# Marathon runner converting to Ultra cycling: Needs help



## Mark L (Sep 23, 2014)

I thank anyone in advance for replying. I was forced to retire from marathon running due to a partial knee replacement. I was told I could cycle as much as I want by my Orthopedic doc. So, therefore I have chosen to take up Ultra cycling. Unfortunately, I am still rehabbing my knee and have no experience, but, I will learn and plan on being ready to cycle on the road in great physical condition by Spring 2015. Any tips what so ever, would be highly appreciated, the do's the don'ts. Again, thank you for taking the time to read this.


----------



## MMsRepBike (Apr 1, 2014)

Bike fitment is the most important thing. You have to be comfortable. You have to be in a "proper" position so you don't harm your knees/back/anything at all. We spin our legs tens of thousands of times in short time frames, if something is off it adds up quick.

Professional bike fitments are usually suggested. There's lots of people and lots of methods though. Some are better than others and I'm not going to go into that shark barrel. Seeing how you're new though, you'll need help from some professional at least to oversee your fitment.

Once you have a correct fit and all of your measurements/dimensions, it's just a matter of buying stuff and getting out there on it. But first things first.


----------



## oily666 (Apr 7, 2007)

You didn't mention your age.


----------



## Social Climber (Jan 16, 2013)

Get this book:

The Complete Book of Long-Distance Cycling: Build the Strength, Skills, and Confidence to Ride as Far as You Want: Edmund R. Burke, Ed Pavelka: 9781579541996: Amazon.com: Books


----------



## Mark L (Sep 23, 2014)

Thank you. Excellent advice. I will be sure to do all the above


----------



## Mark L (Sep 23, 2014)

58 yrs. old. Don't let that fool you, I ran my last Marathon 6 months ago. Age is just a number and a bunch of sore muscles.


----------



## Mark L (Sep 23, 2014)

Thanks. ordering it right now


----------



## mpre53 (Oct 25, 2011)

Focus on the things that protect your knees, too. Proper seat height/position, foot placement on the pedals (clipless and correct cleat placement, and pedals/cleats with float, will help), and using cadence instead of mashing too high a gear. Done the right way, cycling places almost no stress on your knees. I know several riders who've had double full knee replacements.


----------



## Mark L (Sep 23, 2014)

Thank you. Great advice


----------



## David Loving (Jun 13, 2008)

"You're only as old as you are." When working on bike fit, be particularly attentive to the correct saddle. You're going to be on it a lot.


----------



## oily666 (Apr 7, 2007)

Mark L said:


> 58 yrs. old. Don't let that fool you, I ran my last Marathon 6 months ago. Age is just a number and a bunch of sore muscles.

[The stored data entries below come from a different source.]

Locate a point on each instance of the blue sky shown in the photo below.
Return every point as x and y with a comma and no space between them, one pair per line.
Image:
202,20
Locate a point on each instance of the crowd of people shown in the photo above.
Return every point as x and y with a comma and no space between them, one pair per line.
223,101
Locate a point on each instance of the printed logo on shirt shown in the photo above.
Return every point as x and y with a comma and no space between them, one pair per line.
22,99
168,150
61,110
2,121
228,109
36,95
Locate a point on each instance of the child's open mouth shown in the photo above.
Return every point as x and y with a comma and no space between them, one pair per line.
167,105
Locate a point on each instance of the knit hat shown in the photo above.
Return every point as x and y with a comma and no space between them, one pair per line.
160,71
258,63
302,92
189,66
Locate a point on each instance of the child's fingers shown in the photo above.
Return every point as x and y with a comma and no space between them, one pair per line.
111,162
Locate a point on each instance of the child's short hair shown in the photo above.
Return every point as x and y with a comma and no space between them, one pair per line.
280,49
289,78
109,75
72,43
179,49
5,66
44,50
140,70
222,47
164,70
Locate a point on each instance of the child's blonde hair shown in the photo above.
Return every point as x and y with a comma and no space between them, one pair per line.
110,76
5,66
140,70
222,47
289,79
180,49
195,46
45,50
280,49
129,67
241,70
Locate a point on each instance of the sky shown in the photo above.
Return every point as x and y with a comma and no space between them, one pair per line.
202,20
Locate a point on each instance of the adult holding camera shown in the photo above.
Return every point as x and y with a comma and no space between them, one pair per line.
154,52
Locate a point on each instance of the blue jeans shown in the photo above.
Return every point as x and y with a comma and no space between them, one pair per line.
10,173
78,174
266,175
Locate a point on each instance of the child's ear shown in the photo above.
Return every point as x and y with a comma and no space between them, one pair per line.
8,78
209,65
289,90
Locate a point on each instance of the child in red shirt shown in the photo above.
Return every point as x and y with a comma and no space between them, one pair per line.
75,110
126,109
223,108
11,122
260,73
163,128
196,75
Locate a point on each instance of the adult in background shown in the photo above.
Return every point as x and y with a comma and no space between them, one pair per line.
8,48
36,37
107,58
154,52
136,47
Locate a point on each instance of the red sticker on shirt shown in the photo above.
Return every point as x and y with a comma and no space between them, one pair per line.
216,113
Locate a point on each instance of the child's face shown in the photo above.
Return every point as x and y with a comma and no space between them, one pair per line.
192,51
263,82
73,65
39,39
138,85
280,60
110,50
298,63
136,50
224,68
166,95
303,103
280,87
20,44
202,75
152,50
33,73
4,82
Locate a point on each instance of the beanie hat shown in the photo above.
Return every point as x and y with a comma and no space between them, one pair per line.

I did Sebring the first time when I was 58. You'll be fine.


----------



## Srode (Aug 19, 2012)

David Loving said:


> When working on bike fit, be particularly attentive to the correct saddle. You're going to be on it a lot.


exactly - I'm finding as my mileage increases saddle is more and more important and also very dependent on riding position. What worked for me fine with 30-60 mile rides and 150 miles a week in a less agressive position is not working at 220 miles a week and a regular weekend century ride with more time in the drops. Doing lots of demo saddles now. Find a shop with a good selection of demo saddles and try each for a week or more when you get your fit dialed in and mileage up would be my advice if you are going longer distances.


----------



## Mark L (Sep 23, 2014)

Thanks, yup, that's what I plan on. I'm pretty sure I don't know what I'm in for.


----------



## Carverbiker (Mar 6, 2013)

Agree with comments about fit, know that since you are new to cycling your "perfect fit" may change multiple times as you adapt to riding. 

Nutrition/hydration is also going to be very different as a you are going to be spending considerably more time on the road. Another area that requires experimentation to find what works best for you.

Work on bike handling and group riding etiquette this will make you more confident and keep you and everyone else safe.

Start slowly and build up, you seem very enthusiastic and your high degree of fitness could lend itself to going all in early and lead to overuse injuries.

Nothing you can not do but takes time to learn. Good luck!


----------